健康診断のたびに「γ-GTPが高め。アルコールを控えるように」とのコメントが付いてきます。 数値は54~56U/Lくらいです。そんなに飲酒をしていないと思います。 お酒を飲まない実兄も、検査で同じようなことをいわれるそうです。 家系的にγ-GTPが高くなることがあるのでしょうか。
●60歳:女性


【答】

γ-GTP(グルタミルトランスペプチターゼ)は、細胞内での化学反応に関わる酵素の一つです。 体内では腎臓に最も多く含まれ、次いで、膵臓、肝臓と続きますが、血中濃度の増減に影響するのは、ほとんどが肝臓や、胆汁が通る胆管に存在するγ-GTPです。 基準範囲は施設により多少異なりますが、男性では13~64U/L、女性では9~32U/Lです。 男性より女性のほうが低いのは、女性ホルモンの関与が考えられています。 血液中のγ-GTPの上昇は、「総胆管結石」「閉塞性黄疸」などによる「胆汁うっ滞(流れが滞る状態)」が生じた場合に見られます。 また、 「ウィルス性慢性肝炎」 「肝硬変」 「アルコール性肝障害」 「非アルコール性脂肪性肝疾患」 「薬物性肝障害」 「肝癌」 などの肝臓病によって、γ-GTPが上昇することもあります。 特に、軽度のγ-GTPの上昇がある場合は、肝臓病の初期の状態を反映している場合があります。 なかでも「原発性胆汁性胆管炎」という病気は女性に多く、初期にはほとんど症状がありませんが、 放っておくと肝硬変まで進行するので、注意が必要です。
胆汁うっ血が原因の場合はアルカリフォスファターゼ(ALP)という酵素も一緒に上昇することが多いのですが、 γ-GTPのみが上昇する場合は、アルコールの関与の可能性を考えるのが一般的です。 なお、家系的にγ-GTPのみが高くなる病気の存在についてはわかっていません。

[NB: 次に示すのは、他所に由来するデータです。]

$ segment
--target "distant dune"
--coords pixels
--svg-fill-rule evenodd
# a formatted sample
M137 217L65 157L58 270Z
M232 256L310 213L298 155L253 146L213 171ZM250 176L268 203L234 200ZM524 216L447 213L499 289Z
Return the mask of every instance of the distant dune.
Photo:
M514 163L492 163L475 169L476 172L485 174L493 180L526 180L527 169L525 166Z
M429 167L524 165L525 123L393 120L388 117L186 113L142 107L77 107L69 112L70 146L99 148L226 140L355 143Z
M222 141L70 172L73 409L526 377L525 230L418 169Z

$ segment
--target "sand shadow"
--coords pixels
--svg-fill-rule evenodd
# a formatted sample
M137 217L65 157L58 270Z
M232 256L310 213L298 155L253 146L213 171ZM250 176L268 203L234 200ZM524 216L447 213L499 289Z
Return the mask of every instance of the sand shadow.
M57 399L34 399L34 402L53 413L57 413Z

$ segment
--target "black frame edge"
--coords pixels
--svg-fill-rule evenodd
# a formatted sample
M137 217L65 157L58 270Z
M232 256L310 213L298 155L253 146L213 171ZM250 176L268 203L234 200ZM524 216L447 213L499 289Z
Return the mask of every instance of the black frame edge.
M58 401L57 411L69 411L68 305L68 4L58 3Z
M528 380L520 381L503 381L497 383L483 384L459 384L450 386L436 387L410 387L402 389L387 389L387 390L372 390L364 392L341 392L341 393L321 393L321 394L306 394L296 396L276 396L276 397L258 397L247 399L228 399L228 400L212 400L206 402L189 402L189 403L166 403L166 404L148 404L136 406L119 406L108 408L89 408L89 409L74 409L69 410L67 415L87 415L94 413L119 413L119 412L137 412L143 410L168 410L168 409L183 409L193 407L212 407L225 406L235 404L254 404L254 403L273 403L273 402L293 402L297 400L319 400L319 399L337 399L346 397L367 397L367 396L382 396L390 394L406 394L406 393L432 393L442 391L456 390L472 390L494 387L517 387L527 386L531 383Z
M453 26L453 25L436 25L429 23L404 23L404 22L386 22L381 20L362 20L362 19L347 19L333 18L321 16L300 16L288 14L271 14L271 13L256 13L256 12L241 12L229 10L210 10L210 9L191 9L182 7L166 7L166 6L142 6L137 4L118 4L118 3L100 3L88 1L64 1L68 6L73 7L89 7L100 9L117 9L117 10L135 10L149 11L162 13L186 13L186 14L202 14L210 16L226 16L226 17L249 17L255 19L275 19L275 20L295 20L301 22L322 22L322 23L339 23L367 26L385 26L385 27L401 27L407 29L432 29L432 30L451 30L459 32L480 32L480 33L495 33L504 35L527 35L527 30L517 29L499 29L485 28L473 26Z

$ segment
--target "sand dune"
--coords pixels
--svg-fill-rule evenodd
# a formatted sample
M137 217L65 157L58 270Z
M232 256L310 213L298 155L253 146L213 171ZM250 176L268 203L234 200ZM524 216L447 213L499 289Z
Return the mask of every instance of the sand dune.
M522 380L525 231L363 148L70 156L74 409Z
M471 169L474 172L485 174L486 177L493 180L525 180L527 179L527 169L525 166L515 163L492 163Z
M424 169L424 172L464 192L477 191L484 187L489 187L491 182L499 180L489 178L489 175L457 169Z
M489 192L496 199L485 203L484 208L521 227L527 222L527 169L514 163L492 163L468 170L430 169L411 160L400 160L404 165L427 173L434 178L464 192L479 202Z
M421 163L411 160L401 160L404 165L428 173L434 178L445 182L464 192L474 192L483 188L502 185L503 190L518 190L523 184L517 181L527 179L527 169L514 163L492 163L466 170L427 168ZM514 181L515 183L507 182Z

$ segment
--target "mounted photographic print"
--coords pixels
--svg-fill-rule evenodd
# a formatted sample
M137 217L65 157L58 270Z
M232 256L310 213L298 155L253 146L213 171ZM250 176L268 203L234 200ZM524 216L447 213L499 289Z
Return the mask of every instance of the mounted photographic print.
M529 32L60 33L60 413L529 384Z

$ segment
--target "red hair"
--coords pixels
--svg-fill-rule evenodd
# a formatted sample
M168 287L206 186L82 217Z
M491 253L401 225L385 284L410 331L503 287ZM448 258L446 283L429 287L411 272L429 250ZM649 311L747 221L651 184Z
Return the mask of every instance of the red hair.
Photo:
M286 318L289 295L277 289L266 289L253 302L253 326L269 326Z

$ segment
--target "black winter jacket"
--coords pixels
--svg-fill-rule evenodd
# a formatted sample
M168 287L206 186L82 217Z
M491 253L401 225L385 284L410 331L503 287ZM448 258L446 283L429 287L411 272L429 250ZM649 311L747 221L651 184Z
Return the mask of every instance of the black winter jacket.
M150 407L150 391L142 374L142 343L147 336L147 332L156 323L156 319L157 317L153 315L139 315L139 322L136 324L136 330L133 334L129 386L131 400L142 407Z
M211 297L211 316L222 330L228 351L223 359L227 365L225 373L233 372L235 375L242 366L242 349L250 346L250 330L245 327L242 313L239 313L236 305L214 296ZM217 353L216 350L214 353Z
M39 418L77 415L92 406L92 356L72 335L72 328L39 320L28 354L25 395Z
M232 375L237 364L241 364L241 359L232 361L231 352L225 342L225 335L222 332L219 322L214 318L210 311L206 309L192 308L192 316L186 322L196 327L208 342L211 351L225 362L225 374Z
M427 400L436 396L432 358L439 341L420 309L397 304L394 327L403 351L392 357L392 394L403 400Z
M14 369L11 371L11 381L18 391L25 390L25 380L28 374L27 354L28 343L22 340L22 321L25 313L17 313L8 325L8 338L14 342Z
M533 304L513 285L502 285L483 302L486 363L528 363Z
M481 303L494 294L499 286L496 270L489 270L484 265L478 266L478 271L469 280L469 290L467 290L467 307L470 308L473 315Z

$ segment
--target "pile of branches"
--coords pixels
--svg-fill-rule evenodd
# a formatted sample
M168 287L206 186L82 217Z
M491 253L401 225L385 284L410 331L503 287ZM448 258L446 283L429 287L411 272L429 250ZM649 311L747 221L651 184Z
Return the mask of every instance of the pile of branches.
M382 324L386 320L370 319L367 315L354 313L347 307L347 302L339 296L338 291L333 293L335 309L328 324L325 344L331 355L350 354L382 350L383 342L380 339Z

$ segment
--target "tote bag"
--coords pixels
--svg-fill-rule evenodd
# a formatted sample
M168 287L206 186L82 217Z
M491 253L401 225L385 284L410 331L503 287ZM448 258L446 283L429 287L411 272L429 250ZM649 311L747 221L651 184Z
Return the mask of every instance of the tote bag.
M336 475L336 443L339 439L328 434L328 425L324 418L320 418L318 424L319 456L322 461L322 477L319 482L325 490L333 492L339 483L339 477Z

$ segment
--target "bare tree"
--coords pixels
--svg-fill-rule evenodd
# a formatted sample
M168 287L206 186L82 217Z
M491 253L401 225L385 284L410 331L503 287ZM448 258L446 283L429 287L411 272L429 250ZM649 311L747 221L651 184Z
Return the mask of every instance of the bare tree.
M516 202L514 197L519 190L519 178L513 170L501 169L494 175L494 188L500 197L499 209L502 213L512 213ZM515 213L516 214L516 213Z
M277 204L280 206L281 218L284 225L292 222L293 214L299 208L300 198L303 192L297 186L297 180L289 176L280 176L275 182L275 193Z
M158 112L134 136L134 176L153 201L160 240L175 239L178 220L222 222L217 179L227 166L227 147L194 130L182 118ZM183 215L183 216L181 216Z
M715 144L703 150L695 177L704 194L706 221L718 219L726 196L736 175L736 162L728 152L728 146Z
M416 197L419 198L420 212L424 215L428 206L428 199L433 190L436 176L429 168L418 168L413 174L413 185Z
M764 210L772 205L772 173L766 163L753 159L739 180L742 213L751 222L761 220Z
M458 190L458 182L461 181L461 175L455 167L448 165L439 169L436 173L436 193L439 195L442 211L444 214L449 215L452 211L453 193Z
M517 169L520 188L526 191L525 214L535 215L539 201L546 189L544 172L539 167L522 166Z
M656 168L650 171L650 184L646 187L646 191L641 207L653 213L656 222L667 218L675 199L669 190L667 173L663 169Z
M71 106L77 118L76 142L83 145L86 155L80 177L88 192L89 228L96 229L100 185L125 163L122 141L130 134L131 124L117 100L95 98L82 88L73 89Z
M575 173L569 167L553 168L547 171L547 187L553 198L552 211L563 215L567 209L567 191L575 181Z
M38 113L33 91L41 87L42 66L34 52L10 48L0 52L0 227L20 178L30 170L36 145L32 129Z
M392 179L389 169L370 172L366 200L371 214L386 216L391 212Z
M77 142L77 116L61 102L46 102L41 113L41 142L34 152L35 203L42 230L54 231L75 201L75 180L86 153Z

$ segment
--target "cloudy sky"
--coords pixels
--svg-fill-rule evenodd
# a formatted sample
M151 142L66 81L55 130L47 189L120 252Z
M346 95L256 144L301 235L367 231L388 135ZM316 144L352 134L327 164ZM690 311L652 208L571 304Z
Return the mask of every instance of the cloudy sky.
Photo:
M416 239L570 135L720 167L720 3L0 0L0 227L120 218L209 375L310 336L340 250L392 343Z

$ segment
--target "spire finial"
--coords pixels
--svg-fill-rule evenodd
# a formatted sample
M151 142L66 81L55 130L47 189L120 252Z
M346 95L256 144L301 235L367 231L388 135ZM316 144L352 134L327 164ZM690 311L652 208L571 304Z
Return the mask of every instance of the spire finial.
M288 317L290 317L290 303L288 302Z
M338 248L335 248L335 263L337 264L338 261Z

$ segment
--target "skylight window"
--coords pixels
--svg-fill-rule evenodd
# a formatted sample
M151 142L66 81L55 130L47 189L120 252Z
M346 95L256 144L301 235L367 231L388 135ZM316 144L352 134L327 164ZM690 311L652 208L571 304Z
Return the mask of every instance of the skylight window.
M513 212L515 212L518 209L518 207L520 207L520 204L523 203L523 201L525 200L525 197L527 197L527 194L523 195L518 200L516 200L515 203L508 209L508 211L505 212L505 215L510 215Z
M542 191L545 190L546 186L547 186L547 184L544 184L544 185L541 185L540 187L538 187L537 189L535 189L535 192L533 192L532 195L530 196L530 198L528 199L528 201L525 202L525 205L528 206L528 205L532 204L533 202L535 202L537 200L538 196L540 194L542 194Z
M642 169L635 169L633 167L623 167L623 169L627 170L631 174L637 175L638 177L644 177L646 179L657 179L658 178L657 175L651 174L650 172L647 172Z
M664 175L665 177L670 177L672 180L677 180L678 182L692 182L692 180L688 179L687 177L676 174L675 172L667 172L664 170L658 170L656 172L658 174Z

ご質問者はそれほど飲酒をされないということですが、飲酒習慣がなくても、 肥満糖尿病高血圧脂質異常症などがある場合は、非アルコール性脂肪性肝疾患の可能性があります。 非アルコール性脂肪性肝疾患は、食生活の欧米化や生活習慣の乱れなどによって最近増加している肝臓病で、 飲酒習慣がなくても脂肪肝になり、 中には肝硬変まで進行するものがあるので注意が必要です。 まずは、医療機関で精密検査を受けることをお勧めします。